With their fleshy, vibrant green-yellowish leaves, they make a great addition to any garden or home, especially if you want to brighten up your indoor space.
The Sedum Lemon Ball also produces beautiful star-shaped flowers that are bright yellow and combine perfectly with the foliage. These plants usually start blooming in the late spring or early summer.
Their distinctive fragrance will attract hummingbirds, bees, and butterflies!
Due to all of these features, the Lemon Ball Sedum looks a lot like the Lemon Coral plant or the “Angelina” species, though they cannot take the heat as well as the Lemon Ball.
How To Take Care Of A Lemon Ball
When it comes to caring for the Lemon Ball Sedum, it is quite simple — you don’t have to worry about constant watering, sunburn, or nutrient deficiencies!
We’ll still take a look at a brief care guide for this plant because it still has some basic growing requirements.
One of the best features of the Lemon Ball Sedum is that it is drought-tolerant and actually prefers dry soil.
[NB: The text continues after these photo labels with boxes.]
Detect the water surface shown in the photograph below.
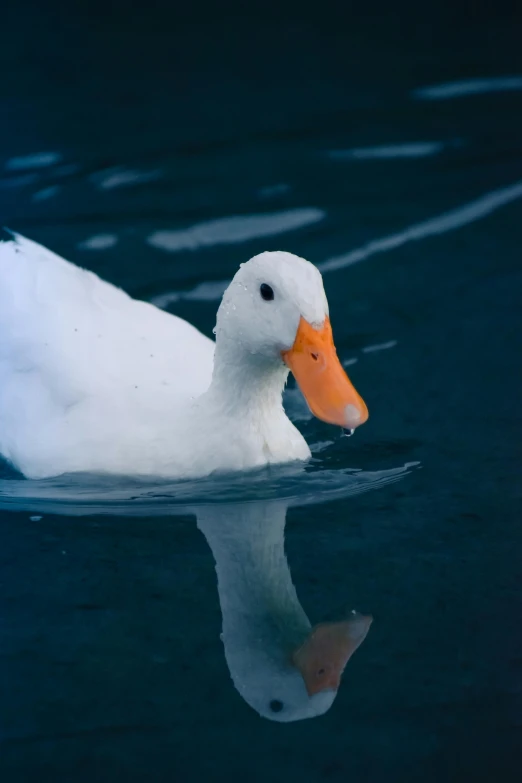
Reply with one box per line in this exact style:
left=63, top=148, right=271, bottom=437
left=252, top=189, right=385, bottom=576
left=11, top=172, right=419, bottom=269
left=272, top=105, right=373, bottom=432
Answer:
left=0, top=2, right=522, bottom=783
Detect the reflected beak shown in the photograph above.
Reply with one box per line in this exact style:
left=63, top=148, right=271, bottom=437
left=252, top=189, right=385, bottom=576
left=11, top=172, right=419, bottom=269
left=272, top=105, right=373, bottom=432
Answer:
left=292, top=613, right=373, bottom=697
left=282, top=317, right=368, bottom=429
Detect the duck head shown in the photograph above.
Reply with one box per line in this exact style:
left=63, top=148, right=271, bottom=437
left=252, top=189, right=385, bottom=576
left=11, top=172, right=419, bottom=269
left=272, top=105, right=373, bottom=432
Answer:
left=216, top=251, right=368, bottom=429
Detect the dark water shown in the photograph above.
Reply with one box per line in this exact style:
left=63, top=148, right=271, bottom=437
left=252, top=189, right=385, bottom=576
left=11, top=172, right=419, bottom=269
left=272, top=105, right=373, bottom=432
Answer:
left=0, top=3, right=522, bottom=783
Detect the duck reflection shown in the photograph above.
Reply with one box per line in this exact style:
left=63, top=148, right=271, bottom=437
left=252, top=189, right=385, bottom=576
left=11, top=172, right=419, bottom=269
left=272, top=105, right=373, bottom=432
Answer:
left=197, top=501, right=372, bottom=722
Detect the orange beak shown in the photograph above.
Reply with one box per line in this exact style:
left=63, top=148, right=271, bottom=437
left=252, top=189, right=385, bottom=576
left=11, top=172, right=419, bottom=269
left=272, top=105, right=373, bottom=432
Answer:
left=282, top=317, right=368, bottom=429
left=292, top=613, right=373, bottom=696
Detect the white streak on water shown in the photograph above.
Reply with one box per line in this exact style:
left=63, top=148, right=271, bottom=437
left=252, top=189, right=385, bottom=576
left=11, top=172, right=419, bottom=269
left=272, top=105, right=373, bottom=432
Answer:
left=32, top=185, right=61, bottom=201
left=412, top=76, right=522, bottom=101
left=78, top=234, right=118, bottom=250
left=91, top=166, right=161, bottom=190
left=0, top=174, right=38, bottom=190
left=5, top=152, right=62, bottom=171
left=147, top=207, right=326, bottom=253
left=317, top=181, right=522, bottom=274
left=363, top=340, right=397, bottom=353
left=150, top=280, right=230, bottom=310
left=328, top=141, right=444, bottom=160
left=147, top=181, right=522, bottom=307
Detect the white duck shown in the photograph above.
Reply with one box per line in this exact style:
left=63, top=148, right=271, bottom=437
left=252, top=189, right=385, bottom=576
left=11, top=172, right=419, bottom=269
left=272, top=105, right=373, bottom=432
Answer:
left=0, top=235, right=368, bottom=478
left=198, top=501, right=372, bottom=722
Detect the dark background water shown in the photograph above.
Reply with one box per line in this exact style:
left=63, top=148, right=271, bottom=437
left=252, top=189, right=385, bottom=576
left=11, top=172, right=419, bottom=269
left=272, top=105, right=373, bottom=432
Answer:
left=0, top=2, right=522, bottom=783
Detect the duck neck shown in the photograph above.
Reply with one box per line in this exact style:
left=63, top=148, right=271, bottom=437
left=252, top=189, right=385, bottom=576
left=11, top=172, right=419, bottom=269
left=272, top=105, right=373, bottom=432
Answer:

Therefore, you won’t have to water it every single day.
You should water it once the soil has completely dried out.
One of the issues that comes from the water requirements is overwatering. If you keep watering these plants too frequently, they will turn yellow and eventually die.
Soil & Fertilizer Requirements
The Sedum Lemon Ball thrives in well-drained soil with pH levels around 6.5. However, they can grow perfectly well in poor soils that are a bit acidic or alkaline. If you grow the plant in sandy soil, you will have to water it more often because this type of soil does not retain moisture.
Make sure that the pot has drainage holes in the bottom because they are crucial for draining excess water and preventing root rot.
You can apply granular fertilizers once a year.
Light & Temperature Requirements
They absolutely love full sun and warm temperatures. However, Stonecrops can also tolerate partial shade.
They need at least 6 hours of part sun; however, they won’t grow as vigorously as they would in the full sun. These plants are also known for tolerating very hot temperatures.
Pruning & Propagating
The best way to propagate this succulent is by using a stem cutting in the early summer. You can also prune the plant to maintain its unique shape, though I usually only trim off the dead foliage.
Common Issues With Lemon Ball Sedum
You won’t have any major issues when it comes to pests and diseases because these plants are very pest-resistant. The main issue is overwatering, which is usually accompanied by root rot — a deadly fungal disease caused by wet soil.
To Sum Up
The Lemon Ball Sedum is definitely a plant that deserves to be in your garden, especially if you are a newbie who is just entering the gardening world.
Keep them in full sun, provide them with well-draining soil, and water them once the soil completely dries out — this is all it takes to keep these precious plants alive!
I hope this article was helpful, have a plant-tastic day!